Dambulla, Sigiriya, Trinco (Dec 13, 14)
The easiest way to get around Sri Lanka is by car. It's certainly not the cheapest way, but each of the main "attractions" of the island are separated by hundreds of kilometers of bad roads and jungles. That's all you'll see for much of your journey. Just winding roads, flooded roads, bumpy roads and of course, Donnelly Rhodes (danger bay anyone?). With that in mind, we left with a car and driver, friends and family in tow. We hit the road to visit the "Cultural Triangle." The Cultural Triangle is, as best I can figure, a parallelogram of some sort. My "Lonely Planet - Sri Lanka" guide book is sufficiently vague on what the Cultural Triangle is, but basically most of ancient Sri Lankan Sinhalese history can be explored within a 90 km radius. The major ancient cities within the CT are Polonnaruwa, Anuradhapura & Sigiriya
The first city we visited was Dambulla. The rock temple is very cool, set in the side of a mountain. There were monkeys everywhere but they were somewhat creepy. I can't quite put my finger on why, but they would just stare past you.

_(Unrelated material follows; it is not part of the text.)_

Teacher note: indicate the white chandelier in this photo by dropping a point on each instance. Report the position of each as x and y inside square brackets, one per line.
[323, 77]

Right beside the base of the rock temple steps is a very gaudy "Golden Temple." I thought it looked out of place, and when I checked later, Lonely Planet explained that "this precinct has been distastefully commercialised with the construction of what is claimed to be the largest Buddha statue in the world, in the Dharmachakkra posture."
After Dambulla, we headed to Sigiriya, to climb the Sigiriya Rock Fortress. This is a view from the last steps up to the top of the rock. Around the 5th century, King Kasyapa carved a stronghold out of the rock in anticipation of an invasion by his half-brother (who wanted revenge for Kasyapa allegedly walling their father up in a palace). At the top there are a series of pools and gardens, and these feed down into various parts of the fortress.
The fog finally cleared out as we made our way out of the fortress, and here's the rock in all it's glory.
The next day we headed to Trincomalee; Koneswaram Kovil (temple) was the first stop.
There's nothing quite like a speedo. Recognized the world over as something that shouldn't be worn. And yet it persists. Anyway, this boat had just collapsed, and there was a big crowd forming ready to pull it onto the beach.
On the way back we saw a couple of safari trucks pulled over to the side. Apparently we had just missed a small herd of wild elephants crossing the road, but they were still visible through the brush. The combination of rain (as usual), low light, and a very low vantage point meant that this was the best shot I could get. Still, it was quite exciting to see elephants roaming about.